Banks also need to deeply analyse the borrower in terms of the viability of the business/project, considering expected EBITDA (Earnings Before Interest and Taxes) from the business to repay the installment, marketing strategy of the business to take the competitive advantages, working capital requirement and subsequently debt financing need, industry risk and prospect analysis. The bank should also review the repayment behaviour of the borrower, experience of the owner on a particular business arena, succession plan, and attitude of the management.

Security coverage of the loan is one of the influential indicators to minimise the risk of the loan.

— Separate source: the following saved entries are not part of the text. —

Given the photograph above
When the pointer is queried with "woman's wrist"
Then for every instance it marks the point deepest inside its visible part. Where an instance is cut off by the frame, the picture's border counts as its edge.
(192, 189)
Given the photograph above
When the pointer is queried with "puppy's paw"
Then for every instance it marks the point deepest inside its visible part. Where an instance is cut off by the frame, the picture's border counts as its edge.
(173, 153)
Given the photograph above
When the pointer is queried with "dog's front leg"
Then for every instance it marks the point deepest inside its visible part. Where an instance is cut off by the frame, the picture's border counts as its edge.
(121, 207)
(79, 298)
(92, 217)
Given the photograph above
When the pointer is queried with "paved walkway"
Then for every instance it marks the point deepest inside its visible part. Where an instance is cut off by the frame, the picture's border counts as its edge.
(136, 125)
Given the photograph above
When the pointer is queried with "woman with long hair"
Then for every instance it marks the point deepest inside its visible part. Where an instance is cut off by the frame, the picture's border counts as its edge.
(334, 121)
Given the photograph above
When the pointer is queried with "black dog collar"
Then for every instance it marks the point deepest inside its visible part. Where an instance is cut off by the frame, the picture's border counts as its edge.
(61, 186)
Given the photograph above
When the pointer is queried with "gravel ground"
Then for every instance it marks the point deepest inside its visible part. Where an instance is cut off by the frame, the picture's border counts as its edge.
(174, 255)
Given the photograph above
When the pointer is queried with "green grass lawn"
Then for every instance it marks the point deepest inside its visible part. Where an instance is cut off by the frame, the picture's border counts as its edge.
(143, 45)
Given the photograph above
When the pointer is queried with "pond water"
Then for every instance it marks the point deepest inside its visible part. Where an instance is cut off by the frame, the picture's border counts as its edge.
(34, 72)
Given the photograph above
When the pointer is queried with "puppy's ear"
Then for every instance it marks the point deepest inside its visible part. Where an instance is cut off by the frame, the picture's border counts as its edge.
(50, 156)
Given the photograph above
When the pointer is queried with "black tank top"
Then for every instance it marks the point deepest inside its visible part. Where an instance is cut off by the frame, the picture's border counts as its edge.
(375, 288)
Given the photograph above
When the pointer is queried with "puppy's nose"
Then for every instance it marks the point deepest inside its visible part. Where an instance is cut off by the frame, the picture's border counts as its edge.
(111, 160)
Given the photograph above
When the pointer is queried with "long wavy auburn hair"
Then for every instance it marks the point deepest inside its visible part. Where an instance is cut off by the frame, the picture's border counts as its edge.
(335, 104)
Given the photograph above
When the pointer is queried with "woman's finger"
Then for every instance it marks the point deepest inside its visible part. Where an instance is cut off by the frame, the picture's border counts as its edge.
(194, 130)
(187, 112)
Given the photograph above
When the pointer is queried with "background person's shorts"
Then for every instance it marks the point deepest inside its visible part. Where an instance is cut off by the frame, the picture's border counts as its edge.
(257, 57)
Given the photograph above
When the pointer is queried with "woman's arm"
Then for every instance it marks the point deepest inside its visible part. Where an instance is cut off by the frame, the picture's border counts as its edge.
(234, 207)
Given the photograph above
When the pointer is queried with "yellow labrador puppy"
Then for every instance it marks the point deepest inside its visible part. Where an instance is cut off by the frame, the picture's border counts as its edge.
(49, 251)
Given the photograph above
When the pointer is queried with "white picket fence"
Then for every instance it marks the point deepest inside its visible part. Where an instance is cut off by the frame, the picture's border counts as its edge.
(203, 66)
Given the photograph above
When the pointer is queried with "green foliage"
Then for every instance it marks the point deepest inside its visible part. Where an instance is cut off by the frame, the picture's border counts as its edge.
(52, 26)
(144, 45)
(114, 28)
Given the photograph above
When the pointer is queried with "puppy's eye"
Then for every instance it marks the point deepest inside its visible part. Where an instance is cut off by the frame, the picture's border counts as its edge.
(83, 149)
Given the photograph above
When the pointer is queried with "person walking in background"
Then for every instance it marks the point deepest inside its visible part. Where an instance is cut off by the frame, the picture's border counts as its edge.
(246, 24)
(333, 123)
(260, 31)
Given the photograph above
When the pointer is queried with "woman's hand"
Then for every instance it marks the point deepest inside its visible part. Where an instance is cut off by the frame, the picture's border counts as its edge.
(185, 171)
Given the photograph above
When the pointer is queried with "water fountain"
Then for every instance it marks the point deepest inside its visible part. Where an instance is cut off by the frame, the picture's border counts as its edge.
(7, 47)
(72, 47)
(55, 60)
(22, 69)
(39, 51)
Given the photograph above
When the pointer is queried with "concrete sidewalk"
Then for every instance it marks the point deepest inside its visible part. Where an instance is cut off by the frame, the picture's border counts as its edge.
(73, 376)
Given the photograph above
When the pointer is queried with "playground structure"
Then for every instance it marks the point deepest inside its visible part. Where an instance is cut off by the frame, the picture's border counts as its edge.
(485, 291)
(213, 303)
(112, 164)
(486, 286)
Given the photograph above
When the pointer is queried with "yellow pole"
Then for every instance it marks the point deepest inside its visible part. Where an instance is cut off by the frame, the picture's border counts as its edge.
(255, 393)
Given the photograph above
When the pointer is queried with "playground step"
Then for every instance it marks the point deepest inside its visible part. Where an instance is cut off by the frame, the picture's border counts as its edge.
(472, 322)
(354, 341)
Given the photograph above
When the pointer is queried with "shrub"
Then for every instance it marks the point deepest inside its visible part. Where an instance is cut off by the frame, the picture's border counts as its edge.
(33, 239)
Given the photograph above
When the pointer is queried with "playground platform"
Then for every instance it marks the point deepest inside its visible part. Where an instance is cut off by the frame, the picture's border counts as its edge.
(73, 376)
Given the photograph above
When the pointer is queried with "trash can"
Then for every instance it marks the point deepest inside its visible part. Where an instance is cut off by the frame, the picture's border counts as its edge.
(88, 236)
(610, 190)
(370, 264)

The value of the collateral which is rightly priced and title of the collateral which is proper are key tools to reduce NPL. Banks should also identify the loan at the early stages which may have the probability of becoming NPL.

A nationalised Asset Management Company (AMC) should be formed which carries separate legal entity for the purpose of purchasing, managing, and disposing of NPL from one or more banks. All banks should sell their NPLs to AMC at a certain level to minimise the country's NPL position. The process of selling and buying NPL are covered by approved law.

Tanzirul Islam is Vice President at Credit Rating Information and Services Ltd (CRISL). The view expressed in the article is the author's own.